Efficient near-infrared emission benefits from slowing down the internal conversion process

Abstract

Organic deep-red (DR) and near-infrared (NIR) emitters with high photoluminescence quantum yield (PLQY) are rare due to the strong non-radiative (k_nr) decay. Here, we report two DR/NIR emitters with high PLQY, TPANZPyPI and TPANZ3PI. Interestingly, the TPANZPyPI film exhibits 46.5% PLQY at 699 nm. Theoretical calculations indicate that TPANZPyPI can achieve this high PLQY in the near-infrared emission region due to its small S₁ to S₀ internal conversion (IC) rate. Meanwhile, research has found that, compared to TPANZ3PI, TPANZPyPI with a more rigid structure can effectively suppress the T₂ to T₁ IC process, which is conducive to higher exciton utilization efficiency (EUE).
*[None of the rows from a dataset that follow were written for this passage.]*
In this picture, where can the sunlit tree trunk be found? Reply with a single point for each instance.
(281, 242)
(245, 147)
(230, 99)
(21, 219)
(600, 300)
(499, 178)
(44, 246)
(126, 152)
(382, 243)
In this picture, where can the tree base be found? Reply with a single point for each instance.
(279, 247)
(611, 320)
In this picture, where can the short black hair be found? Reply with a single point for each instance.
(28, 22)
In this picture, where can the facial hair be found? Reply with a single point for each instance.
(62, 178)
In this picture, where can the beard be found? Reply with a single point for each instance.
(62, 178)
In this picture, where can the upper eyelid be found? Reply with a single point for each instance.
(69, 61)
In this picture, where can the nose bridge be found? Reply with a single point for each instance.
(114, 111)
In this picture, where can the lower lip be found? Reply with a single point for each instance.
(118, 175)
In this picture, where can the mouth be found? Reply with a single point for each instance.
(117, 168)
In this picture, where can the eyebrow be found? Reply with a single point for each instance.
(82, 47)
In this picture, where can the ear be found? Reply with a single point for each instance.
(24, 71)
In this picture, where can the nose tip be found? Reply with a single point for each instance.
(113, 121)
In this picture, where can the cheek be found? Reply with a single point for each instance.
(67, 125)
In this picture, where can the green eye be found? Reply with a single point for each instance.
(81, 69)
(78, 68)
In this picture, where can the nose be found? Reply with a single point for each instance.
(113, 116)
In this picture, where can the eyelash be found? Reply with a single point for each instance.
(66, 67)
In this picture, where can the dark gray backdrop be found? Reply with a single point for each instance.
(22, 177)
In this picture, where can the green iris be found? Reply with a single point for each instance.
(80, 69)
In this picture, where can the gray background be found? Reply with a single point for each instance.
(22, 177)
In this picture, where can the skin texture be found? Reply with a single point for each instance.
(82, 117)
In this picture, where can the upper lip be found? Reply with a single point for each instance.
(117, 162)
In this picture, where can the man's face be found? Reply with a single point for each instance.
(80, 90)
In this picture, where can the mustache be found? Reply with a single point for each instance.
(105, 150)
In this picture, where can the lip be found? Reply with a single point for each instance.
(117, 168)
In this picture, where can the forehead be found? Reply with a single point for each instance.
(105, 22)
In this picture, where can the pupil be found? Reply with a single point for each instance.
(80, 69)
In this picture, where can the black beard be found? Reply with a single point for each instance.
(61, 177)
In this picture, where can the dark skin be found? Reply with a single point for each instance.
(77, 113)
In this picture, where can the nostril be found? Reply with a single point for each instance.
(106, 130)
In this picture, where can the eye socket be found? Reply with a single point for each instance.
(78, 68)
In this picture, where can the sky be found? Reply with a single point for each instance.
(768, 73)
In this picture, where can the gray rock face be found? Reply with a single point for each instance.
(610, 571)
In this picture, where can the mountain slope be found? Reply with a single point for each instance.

TPANZPyPI's non-doped OLED shows NIR emission with 4.6% @ 684 nm maximum external quantum efficiency (EQE_max). Its doped OLEDs radiate DR with an EQE_max of 6.9% @ 666 nm. These EQEs are among the highest values for hybridized local charge transfer state materials emitting more than 640 nm. This work demonstrates for the first time, based on a combination of theory and experiment, that increasing the molecular rigidity can inhibit the excited state IC process in addition to the S₁ to S₀ IC, realizing efficient electroluminescence.